Une hausse des démissions

Des salaires faibles, un statut social précaire et de longues heures ont conduit de nombreux coursiers à quitter le secteur. Selon le rapport, 80% des employés des succursales des entreprises interrogées travaillaient pour leurs employeurs depuis une durée située entre six mois et trois ans, tandis que 50% ne travaillaient que depuis moins d'un an, ce qui indique un taux élevé de démissions.

Zhang Jian a travaillé pour Quansu Express pendant six mois environ, mais a démissionné après avoir été condamné à verser une indemnité de 200 Yuans après qu'un colis qu'il a livré ait été accepté et signé par un collègue du destinataire, avant d'être perdu. Zhang travaille maintenant pour White Steed Express, une entreprise qui ne livre que des documents pour les compagnies d'assurance.

« Je mange habituellement des shaobing, un genre de galettes feuilletées, pour les trois repas de la journée. Elles sont très sèches et je dois boire de l'eau pour les avaler. L'homme qui les vend à l'entrée de mon village est originaire de ma ville natale, donc il me fait un bon prix », a-t-il dit.

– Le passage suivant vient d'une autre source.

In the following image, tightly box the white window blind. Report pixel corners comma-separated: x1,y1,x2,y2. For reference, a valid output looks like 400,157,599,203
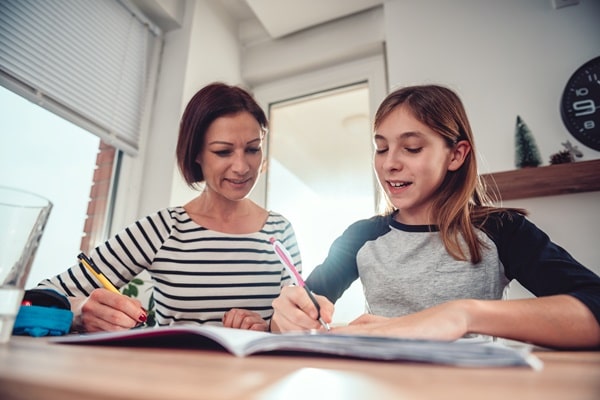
0,0,160,155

A Beijing, ce type de galettes coûte environ 2 Yuans l'une. Selon Zhang, il dépense environ 8 Yuans pour son dîner, soit 4 Yuans de plus que pour son petit-déjeuner et son déjeuner. Même si son salaire est environ le même que celui qu'il gagnait pour d'autres entreprises de livraison et également dans un restaurant, Zhang est heureux dans son emploi actuel parce qu'il a droit à un jour de congé par semaine. « Comparativement, c'est le meilleur travail que j'ai jamais eu dans ce secteur », a-t-il souligné.

Ayant travaillé pour Shanghai YTO Express et Express SF à Beijing, Sun Bun (le nom a été changé) a une grande expérience des problèmes auxquels les coursiers sont confrontés. « Nous avons un faible statut social et sommes souvent insultés », a-t-il précisé.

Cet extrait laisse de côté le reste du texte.